Adaptive ElasticNet¶
Adaptive ElasticNet solves the following optimization problem:
\[\min_{\beta \in \mathbb{R}^d} \; C \sum_{i=1}^{n} \text{PLQ}(y_i, \mathbf{x}_i^T \beta) + \ell_1\text{ratio} \sum_{j=1}^{d} \omega_j |\beta_j| + \frac{1}{2}(1 - \ell_1\text{ratio})\|\beta\|_2^2, \quad \text{s.t.} \quad \mathbf{A}\beta + \mathbf{b} \geq \mathbf{0},\]
where
\(\text{PLQ}(\cdot)\) is a piecewise linear-quadratic loss function (e.g., hinge, quantile, Huber),
\(\mathbf{x}_i \in \mathbb{R}^d\) is a feature vector,
\(y_i\) is the response variable (class label or continuous value),
\(C > 0\) is the regularization strength (larger \(C\) = less regularization),
\(\ell_1\text{ratio} \in [0, 1)\) is the mixing parameter: \(\ell_1\text{ratio} = 0\) gives Ridge,
\(\omega_j > 0\) is a data-dependent \(\ell_1\)-penalty weight applied to \(\beta_j\),
\(\mathbf{A}\beta + \mathbf{b} \geq \mathbf{0}\) represents optional linear constraints on \(\beta\).

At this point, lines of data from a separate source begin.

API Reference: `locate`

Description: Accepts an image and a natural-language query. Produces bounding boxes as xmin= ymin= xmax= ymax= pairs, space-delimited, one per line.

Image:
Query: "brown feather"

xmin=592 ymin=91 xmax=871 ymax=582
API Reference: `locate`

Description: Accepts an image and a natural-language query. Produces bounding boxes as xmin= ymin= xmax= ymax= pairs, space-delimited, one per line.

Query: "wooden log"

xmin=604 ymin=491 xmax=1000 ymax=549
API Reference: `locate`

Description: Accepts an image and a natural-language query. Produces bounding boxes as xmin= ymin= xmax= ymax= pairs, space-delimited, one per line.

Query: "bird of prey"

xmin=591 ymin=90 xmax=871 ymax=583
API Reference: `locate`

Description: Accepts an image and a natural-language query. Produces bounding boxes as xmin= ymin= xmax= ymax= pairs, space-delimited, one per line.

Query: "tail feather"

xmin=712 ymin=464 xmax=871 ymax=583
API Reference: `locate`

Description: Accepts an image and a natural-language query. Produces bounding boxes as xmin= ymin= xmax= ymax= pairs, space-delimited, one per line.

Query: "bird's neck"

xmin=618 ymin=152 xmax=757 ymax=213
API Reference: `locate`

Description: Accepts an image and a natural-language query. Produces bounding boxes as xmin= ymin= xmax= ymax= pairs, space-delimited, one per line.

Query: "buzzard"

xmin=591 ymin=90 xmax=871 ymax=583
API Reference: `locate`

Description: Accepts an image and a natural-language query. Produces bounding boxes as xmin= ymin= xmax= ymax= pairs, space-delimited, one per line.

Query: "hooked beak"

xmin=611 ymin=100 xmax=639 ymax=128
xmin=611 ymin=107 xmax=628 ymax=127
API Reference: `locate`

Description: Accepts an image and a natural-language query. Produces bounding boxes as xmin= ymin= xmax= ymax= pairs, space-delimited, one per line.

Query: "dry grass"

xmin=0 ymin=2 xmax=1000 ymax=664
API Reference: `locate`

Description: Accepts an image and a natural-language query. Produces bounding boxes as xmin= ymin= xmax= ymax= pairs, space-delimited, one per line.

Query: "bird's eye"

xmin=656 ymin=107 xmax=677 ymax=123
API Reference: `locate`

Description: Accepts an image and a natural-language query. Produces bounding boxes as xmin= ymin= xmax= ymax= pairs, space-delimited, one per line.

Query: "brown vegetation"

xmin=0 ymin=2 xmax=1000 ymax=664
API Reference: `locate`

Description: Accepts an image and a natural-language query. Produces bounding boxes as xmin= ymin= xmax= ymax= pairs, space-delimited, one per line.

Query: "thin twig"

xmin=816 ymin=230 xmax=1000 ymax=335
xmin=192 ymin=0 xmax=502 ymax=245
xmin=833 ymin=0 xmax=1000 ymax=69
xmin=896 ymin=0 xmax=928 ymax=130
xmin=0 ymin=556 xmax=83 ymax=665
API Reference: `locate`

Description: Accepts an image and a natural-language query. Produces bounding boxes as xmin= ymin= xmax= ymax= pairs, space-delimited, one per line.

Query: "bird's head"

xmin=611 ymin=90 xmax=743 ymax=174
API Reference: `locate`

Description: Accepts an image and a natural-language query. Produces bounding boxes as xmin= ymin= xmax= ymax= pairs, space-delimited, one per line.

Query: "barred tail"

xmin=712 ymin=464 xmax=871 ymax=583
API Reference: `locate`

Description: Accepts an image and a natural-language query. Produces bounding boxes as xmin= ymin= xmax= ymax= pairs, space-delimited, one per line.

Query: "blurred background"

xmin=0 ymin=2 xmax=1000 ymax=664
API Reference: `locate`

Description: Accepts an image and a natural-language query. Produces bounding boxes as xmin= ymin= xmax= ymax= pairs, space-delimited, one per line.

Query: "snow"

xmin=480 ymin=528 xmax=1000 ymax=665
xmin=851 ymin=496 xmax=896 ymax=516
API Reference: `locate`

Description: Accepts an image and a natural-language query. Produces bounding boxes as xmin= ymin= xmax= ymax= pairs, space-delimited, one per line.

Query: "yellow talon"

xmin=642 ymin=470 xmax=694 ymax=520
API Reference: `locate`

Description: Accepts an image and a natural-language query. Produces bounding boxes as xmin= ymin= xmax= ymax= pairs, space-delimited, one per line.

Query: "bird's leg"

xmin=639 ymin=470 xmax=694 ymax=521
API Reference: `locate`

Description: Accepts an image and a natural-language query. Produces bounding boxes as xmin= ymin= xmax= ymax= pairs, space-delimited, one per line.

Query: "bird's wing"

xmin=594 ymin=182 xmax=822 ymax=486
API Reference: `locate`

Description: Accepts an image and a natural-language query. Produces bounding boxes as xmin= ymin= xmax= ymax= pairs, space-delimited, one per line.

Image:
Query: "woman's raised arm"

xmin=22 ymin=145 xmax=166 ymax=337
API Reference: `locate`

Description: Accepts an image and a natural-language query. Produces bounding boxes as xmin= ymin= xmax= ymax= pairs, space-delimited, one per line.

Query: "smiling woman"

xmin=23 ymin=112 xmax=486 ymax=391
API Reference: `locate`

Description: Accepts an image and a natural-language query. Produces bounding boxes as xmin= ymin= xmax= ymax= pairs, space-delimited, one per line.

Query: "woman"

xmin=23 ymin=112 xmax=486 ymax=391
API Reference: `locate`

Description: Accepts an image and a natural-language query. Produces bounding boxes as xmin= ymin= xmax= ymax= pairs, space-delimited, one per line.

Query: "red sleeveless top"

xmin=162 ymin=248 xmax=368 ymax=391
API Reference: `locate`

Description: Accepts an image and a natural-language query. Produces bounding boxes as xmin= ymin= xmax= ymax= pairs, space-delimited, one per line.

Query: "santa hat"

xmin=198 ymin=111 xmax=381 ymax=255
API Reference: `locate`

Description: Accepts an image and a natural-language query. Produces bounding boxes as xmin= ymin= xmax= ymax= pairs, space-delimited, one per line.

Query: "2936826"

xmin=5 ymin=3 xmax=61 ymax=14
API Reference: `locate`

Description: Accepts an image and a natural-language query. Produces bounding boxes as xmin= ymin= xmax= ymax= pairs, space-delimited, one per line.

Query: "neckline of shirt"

In this example, we use squared loss and let \(\omega_j = {|\beta^{\text{OLS}}_j|^{-1}}\)
[1]:
## packages
import numpy as np
import matplotlib.pyplot as plt
from sklearn.datasets import make_regression
from sklearn.model_selection import train_test_split
from sklearn.preprocessing import StandardScaler
from sklearn.preprocessing import StandardScaler
from sklearn.linear_model import LinearRegression
from rehline import plqERM_ElasticNet
[2]:
## data simulation
n, d = 1000, 12
seed = 42
C = 0.001
l1_ratio = 0.5
X, y, beta_true = make_regression(
n_samples=n,
n_features=d,
noise=0.1,
random_state=seed,
n_informative=4,
coef=True
)
X_train, X_test, y_train, y_test = train_test_split(
X,
y,
test_size=0.2,
random_state=seed
)
scaler = StandardScaler()
X_train_standered = scaler.fit_transform(X_train)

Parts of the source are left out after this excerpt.